Babak perpanjangan waktu berlangsung ketat. Arsenal dan PSG bermain hati-hati sambil tetap berusaha mencari gol penentu. Namun hingga 120 menit pertandingan selesai, skor tetap imbang sehingga juara harus ditentukan melalui adu penalti.
Dalam adu penalti, para eksekutor PSG tampil lebih tenang dan efektif. Sementara itu, Arsenal harus menerima kenyataan pahit setelah dua penendangnya, Eberechi Eze dan Gabriel Magalhães, gagal menjalankan tugas dengan baik.
Kegagalan dua pemain tersebut menjadi titik balik yang menentukan hasil akhir. PSG akhirnya keluar sebagai pemenang adu penalti dengan skor 4-3 dan memastikan trofi Liga Champions kembali dibawa pulang ke Paris.

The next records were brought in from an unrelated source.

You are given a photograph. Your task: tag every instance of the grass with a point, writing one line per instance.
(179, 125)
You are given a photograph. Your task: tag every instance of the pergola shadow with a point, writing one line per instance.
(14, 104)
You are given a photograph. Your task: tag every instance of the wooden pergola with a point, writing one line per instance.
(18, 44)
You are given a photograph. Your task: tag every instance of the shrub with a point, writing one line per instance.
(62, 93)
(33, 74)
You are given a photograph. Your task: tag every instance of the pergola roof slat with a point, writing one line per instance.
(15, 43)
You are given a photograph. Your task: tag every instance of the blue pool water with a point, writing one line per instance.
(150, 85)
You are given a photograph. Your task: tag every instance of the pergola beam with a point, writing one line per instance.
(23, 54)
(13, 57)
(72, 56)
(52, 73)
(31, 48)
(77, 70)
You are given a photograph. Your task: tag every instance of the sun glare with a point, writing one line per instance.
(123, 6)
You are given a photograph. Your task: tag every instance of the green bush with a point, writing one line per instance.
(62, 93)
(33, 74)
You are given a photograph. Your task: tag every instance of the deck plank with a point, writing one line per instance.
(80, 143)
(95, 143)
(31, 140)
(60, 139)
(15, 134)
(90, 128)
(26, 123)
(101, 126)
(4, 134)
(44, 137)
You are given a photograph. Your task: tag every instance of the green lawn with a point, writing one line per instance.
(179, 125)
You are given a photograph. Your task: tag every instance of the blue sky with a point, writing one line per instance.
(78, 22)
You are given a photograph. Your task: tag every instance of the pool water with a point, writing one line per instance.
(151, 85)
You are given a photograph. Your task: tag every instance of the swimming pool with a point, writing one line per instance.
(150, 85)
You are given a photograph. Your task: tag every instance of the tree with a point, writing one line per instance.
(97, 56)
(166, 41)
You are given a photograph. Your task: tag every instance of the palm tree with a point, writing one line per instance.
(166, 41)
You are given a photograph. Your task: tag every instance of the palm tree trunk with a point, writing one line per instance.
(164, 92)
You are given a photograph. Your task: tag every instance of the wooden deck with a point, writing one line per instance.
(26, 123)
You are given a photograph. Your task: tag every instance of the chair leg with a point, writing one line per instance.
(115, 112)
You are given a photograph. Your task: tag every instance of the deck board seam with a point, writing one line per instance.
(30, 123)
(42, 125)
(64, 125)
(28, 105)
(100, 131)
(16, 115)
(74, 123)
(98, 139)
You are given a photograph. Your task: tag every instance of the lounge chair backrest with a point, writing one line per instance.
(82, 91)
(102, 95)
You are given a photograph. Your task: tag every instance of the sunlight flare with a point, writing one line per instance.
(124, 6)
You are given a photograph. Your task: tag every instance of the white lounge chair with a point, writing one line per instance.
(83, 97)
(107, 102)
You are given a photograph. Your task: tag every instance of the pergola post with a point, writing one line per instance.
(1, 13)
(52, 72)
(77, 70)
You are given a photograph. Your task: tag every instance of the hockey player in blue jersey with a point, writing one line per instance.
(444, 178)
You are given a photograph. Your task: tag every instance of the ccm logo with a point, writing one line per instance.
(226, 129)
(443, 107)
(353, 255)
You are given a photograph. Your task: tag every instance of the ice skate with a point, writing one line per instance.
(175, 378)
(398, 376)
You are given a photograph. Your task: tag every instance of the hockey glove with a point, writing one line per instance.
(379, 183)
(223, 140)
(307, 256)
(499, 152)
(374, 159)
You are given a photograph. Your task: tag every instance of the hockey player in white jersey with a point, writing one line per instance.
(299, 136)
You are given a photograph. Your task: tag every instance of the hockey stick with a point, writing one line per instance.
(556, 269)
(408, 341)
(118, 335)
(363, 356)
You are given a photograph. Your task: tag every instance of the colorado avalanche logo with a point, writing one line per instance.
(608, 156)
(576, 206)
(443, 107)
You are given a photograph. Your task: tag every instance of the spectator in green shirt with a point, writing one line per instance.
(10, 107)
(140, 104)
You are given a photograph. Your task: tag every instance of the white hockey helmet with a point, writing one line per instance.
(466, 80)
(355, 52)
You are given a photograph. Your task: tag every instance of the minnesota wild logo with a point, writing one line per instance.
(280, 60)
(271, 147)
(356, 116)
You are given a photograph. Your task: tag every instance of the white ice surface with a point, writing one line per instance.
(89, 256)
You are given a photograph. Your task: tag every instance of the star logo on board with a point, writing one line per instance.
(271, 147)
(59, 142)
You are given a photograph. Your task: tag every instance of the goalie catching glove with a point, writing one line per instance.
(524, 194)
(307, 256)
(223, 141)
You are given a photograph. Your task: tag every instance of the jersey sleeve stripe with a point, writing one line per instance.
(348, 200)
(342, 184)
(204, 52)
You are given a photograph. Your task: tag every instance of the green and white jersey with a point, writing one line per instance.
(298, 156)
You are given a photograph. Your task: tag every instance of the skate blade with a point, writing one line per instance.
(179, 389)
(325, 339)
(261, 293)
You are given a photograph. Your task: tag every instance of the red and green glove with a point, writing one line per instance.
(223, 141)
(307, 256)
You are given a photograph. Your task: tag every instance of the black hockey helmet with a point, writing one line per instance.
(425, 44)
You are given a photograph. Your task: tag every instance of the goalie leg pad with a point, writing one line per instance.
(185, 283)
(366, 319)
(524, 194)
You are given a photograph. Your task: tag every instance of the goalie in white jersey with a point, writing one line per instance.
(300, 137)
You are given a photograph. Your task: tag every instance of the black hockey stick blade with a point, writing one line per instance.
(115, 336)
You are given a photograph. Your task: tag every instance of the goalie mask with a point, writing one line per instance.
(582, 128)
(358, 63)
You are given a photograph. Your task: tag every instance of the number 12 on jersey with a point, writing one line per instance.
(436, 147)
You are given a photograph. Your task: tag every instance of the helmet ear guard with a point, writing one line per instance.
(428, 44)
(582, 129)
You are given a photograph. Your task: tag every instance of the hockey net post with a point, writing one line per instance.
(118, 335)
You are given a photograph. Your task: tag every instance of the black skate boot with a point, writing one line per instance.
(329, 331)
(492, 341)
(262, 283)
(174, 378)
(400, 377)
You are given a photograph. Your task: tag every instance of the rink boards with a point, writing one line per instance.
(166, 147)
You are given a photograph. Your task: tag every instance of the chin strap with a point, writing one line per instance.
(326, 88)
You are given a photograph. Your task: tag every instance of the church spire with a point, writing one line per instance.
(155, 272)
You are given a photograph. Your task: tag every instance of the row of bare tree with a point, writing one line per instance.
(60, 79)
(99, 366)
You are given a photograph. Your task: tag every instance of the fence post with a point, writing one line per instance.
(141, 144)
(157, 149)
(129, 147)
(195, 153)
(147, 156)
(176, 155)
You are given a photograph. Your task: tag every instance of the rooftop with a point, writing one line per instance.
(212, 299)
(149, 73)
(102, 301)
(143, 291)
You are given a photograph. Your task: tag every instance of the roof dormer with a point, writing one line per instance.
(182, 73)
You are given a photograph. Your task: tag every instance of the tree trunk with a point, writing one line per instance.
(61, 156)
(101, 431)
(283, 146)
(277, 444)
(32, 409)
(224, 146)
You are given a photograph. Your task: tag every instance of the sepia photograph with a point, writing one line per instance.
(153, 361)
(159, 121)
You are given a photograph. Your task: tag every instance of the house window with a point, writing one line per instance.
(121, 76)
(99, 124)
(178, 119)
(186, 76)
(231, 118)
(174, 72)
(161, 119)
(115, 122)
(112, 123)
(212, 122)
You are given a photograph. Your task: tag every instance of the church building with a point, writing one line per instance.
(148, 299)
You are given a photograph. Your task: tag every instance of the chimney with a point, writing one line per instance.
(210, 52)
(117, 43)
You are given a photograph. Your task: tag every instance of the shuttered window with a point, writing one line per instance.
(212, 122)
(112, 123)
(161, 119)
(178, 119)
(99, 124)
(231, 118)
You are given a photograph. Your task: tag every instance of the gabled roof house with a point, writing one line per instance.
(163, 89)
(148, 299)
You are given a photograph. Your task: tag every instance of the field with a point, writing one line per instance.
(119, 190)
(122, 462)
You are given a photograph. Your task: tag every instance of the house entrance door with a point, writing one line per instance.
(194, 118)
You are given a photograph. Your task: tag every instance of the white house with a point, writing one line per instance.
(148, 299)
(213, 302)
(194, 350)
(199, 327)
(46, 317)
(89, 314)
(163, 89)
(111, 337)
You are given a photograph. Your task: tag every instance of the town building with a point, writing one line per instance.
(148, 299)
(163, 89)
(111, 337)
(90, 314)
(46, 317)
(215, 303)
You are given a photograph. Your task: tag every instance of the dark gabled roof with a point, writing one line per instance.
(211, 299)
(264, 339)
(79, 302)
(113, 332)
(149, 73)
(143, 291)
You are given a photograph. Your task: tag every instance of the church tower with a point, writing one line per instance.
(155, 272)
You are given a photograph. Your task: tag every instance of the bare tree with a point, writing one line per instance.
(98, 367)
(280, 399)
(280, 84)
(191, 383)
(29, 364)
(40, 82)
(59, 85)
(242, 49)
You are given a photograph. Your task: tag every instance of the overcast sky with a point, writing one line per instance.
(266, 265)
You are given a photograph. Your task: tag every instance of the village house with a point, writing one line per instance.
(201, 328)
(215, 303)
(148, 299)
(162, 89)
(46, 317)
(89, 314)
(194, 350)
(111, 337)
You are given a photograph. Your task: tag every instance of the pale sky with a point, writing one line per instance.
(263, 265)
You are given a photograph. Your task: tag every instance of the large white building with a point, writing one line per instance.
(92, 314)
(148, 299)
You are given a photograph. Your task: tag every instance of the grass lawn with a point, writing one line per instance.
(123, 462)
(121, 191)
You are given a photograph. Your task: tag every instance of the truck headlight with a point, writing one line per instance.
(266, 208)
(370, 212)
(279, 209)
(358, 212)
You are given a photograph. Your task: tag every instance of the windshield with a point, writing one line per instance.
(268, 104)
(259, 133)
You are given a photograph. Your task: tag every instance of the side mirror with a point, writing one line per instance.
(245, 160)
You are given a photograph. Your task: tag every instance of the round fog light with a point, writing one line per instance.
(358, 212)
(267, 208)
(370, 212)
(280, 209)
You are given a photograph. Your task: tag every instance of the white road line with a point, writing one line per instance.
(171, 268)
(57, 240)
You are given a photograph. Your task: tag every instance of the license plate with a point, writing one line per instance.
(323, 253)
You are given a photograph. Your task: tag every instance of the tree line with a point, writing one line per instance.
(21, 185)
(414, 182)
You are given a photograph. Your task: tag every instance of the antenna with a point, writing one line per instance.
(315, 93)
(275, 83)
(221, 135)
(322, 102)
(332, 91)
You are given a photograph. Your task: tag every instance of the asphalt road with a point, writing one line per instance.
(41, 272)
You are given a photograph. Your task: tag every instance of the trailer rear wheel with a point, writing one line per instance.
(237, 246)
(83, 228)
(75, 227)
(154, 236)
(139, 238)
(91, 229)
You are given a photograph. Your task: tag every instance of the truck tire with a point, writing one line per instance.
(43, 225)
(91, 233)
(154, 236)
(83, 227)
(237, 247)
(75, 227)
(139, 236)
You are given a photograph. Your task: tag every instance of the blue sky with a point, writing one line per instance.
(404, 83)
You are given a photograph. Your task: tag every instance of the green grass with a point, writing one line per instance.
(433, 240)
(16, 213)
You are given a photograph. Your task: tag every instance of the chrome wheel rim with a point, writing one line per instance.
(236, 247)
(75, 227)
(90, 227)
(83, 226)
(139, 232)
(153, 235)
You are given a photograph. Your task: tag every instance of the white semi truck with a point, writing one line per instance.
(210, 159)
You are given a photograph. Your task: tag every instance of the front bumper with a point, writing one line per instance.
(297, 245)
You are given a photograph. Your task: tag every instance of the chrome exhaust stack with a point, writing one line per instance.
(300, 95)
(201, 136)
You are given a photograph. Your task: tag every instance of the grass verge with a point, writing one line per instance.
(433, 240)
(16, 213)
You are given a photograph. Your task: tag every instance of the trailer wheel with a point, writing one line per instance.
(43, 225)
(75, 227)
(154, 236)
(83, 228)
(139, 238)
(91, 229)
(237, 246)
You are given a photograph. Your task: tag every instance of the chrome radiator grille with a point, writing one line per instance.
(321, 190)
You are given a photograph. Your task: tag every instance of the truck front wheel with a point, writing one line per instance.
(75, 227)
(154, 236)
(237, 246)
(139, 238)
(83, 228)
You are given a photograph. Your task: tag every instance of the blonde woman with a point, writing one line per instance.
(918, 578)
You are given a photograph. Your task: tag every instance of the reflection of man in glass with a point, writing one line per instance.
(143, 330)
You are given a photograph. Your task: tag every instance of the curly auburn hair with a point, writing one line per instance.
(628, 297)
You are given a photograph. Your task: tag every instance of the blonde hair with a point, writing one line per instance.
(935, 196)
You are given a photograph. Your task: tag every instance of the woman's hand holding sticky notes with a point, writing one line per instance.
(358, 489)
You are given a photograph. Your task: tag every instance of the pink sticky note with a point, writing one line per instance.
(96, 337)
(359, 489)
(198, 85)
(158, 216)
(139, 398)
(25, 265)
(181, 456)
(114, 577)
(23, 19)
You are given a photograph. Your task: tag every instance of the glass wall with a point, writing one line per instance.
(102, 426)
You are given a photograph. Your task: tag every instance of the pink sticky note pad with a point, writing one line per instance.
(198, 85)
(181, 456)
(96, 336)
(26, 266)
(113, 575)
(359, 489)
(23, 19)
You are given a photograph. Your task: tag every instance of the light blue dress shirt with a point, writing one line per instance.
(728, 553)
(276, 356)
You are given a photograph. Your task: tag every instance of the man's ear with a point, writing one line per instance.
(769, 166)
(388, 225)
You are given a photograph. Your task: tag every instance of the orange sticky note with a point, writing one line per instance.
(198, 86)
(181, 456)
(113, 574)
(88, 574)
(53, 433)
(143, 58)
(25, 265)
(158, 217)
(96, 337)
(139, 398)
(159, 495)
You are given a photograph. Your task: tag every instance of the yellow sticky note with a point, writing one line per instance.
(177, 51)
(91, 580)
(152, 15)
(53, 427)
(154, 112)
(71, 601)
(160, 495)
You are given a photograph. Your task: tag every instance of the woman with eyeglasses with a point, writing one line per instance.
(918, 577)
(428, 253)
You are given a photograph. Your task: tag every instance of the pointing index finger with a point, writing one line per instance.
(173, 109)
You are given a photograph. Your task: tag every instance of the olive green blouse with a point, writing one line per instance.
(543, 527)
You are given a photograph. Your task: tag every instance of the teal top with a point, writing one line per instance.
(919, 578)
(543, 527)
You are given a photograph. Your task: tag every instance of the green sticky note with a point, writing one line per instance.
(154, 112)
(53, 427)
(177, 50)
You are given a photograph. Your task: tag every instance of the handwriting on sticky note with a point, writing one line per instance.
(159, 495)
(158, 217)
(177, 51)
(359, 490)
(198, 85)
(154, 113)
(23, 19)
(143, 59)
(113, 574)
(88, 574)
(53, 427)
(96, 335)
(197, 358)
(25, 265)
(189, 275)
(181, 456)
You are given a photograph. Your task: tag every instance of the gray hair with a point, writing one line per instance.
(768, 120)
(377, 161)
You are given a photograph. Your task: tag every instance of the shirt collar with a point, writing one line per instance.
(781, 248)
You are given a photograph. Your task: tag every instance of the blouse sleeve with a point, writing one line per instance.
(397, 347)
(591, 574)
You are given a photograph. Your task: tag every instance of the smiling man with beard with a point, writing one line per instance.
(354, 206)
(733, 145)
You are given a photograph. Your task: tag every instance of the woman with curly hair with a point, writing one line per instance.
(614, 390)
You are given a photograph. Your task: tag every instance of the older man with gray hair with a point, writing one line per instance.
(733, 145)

Keberhasilan ini menegaskan dominasi PSG di sepak bola Eropa. Setelah meraih gelar musim lalu, Les Parisiens kembali menunjukkan kualitas dan mental juara saat menghadapi tekanan di laga terbesar musim ini.
Pelatih Luis Enrique mendapat pujian atas kemampuannya membangun tim yang solid, seimbang, dan mampu tampil efektif dalam momen-momen krusial. Sementara itu, para pemain PSG menunjukkan ketenangan luar biasa ketika pertandingan harus ditentukan dari titik putih.
Bagi Arsenal, kekalahan ini menjadi pukulan berat setelah perjalanan impresif mereka sepanjang kompetisi. Pasukan Mikel Arteta tampil kompetitif dan nyaris mengangkat trofi Liga Champions pertama dalam sejarah klub.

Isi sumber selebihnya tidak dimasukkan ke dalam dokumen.